Após essa quinta e última edição do festival com direção de Chatrian/Rissenbeek, pode-se dizer retrospectivamente que foi um período difícil, para não dizer infeliz, para o duo: a pandemia de Covid-19, a guerra de ataque da Rússia contra a Ucrânia, o ato terrorista do Hamas – todos esses acontecimentos projetaram suas sombras sobre o festival.
E daqui para frente?
Do ponto de vista da arte, o que fica desse período de cinco anos com Chatrian e Rissenbeek à frente da Berlinale? A principal mudança foi implementada bem no começo por Carlo Chatrian: o enxugamento da mostra competitiva e da programação geral como um todo. Na edição deste ano, foram exibidos em torno de 230 filmes; na época do antecessor Dieter Kosslick, havia praticamente o dobro de exibições. Isso fez bem à Berlinale. Mas, mesmo assim, Chatrian e Rissenbeek pouco puderam fazer para combater os principais problemas que acometem o festival: a concorrência de Cannes e Veneza, de um lado; e as ofertas de streaming, de outro; bem como a data próxima à cerimônia de premiação do Oscar e o desolamento do centro do festival na Potsdamer Platz.A partir de abril próximo, a estadunidense Tricia Tuttle vai assumir a direção do festival. Como ela vai organizar a Berlinale? Diretora experiente, ela já conseguiu recentemente um aumento considerável no número de espectadores do Festival de Cinema de Londres.

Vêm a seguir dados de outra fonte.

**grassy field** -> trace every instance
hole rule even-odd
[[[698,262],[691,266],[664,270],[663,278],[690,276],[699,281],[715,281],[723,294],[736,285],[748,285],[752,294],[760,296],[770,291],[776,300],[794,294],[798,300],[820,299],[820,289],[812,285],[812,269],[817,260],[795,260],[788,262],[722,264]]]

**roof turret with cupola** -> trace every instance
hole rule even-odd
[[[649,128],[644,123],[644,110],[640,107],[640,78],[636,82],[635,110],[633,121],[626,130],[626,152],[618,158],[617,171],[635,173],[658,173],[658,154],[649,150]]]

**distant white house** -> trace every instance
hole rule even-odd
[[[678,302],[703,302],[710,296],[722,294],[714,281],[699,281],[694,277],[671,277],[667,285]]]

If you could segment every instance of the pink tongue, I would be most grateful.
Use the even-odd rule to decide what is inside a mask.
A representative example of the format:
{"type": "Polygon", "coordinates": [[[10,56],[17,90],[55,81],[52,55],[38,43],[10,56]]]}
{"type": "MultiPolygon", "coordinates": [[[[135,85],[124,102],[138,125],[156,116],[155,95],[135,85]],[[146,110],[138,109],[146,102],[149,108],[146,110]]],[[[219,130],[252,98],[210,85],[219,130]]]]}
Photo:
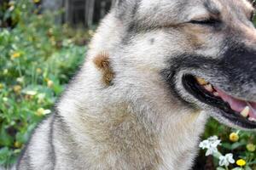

Seus planos concretos só serão conhecidos, contudo, depois que ela assumir o cargo. Há muita curiosidade a respeito. Mas, como a própria Tuttle disse certa vez em entrevista: “Qualquer pessoa que trabalha com festivais sabe que não dá tempo de se familiarizar com as coisas, que seguem em ritmo alucinante. Você tem ótimos planos, mas depois sai tudo de outro jeito ou dá errado e você dedica seu tempo a reagir ao que aconteceu”.